Next steps and staff direction: Because the committee lacked a quorum for a vote on amendments or salary language, members agreed to ask staff to prepare a written memo and a more fleshed‑out proposal that outlines: the specific additional duties the judges would be asked to perform; an implementation timeline for informal and formal dockets; potential funding sources and partner roles; and recommended compensation options to present to the full City Council. During discussion some committee members suggested an interim compensation range (committee discussion referenced a 20–25% figure as a potential starting point for negotiating additional compensation tied to supervisory duties and the work of establishing specialty dockets), but no dollar figure or percent was approved at the meeting.

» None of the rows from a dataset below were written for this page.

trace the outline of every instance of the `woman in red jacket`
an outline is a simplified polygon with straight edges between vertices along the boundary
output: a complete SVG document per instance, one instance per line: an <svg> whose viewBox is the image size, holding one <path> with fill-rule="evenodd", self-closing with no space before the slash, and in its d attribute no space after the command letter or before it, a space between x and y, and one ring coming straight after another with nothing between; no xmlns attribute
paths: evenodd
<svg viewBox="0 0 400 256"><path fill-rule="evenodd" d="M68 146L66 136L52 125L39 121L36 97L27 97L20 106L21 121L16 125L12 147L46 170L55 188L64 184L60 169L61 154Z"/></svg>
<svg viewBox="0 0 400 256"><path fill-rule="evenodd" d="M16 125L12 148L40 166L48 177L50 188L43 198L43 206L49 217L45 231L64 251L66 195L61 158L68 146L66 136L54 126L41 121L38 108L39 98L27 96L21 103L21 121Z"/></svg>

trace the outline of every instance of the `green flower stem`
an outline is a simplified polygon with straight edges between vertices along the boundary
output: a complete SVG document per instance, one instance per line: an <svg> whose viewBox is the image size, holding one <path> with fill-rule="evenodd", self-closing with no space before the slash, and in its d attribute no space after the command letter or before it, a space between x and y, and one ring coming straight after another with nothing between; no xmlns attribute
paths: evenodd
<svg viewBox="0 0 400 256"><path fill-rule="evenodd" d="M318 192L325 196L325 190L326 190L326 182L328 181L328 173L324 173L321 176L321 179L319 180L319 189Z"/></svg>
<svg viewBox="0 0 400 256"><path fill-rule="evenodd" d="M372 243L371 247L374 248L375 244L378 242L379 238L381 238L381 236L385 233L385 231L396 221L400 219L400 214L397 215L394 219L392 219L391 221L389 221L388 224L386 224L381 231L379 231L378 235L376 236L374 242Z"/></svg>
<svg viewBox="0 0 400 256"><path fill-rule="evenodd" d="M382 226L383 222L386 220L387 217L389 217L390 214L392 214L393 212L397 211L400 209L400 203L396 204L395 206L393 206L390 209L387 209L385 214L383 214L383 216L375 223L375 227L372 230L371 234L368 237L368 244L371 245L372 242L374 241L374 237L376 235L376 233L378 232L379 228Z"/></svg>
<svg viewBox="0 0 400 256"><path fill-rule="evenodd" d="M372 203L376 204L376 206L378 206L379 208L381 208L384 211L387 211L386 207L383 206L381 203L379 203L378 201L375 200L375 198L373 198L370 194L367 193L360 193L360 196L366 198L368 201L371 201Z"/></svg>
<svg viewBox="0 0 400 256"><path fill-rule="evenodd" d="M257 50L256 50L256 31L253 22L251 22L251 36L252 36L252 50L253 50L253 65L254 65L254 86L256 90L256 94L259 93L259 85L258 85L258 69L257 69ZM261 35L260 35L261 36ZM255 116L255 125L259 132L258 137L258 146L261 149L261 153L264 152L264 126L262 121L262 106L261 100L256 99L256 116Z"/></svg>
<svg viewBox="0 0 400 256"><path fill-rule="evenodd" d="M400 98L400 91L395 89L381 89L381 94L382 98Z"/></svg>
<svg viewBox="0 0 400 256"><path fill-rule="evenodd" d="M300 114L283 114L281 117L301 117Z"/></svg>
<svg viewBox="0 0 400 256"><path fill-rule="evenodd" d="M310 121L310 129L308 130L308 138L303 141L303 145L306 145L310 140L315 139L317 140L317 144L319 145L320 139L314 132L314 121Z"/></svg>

What remains unresolved: The committee and judges disagreed over whether adding a court day alone constitutes an "additional duty" under Missouri law; outside counsel's opinion — as summarized by staff — said merely redistributing existing caseloads across additional days is not a new duty. That legal interpretation was contested by the judges at the meeting. Committee members said the full City Council should review the legal advice alongside the operational proposal before any formal change to compensation or docket schedules is made.
For now, the committee directed staff to assemble documentation and bring the issue to the full City Council for a decision that would consider the legal opinion, implementation costs, partner commitments and options for when a new base salary — if any — should take effect.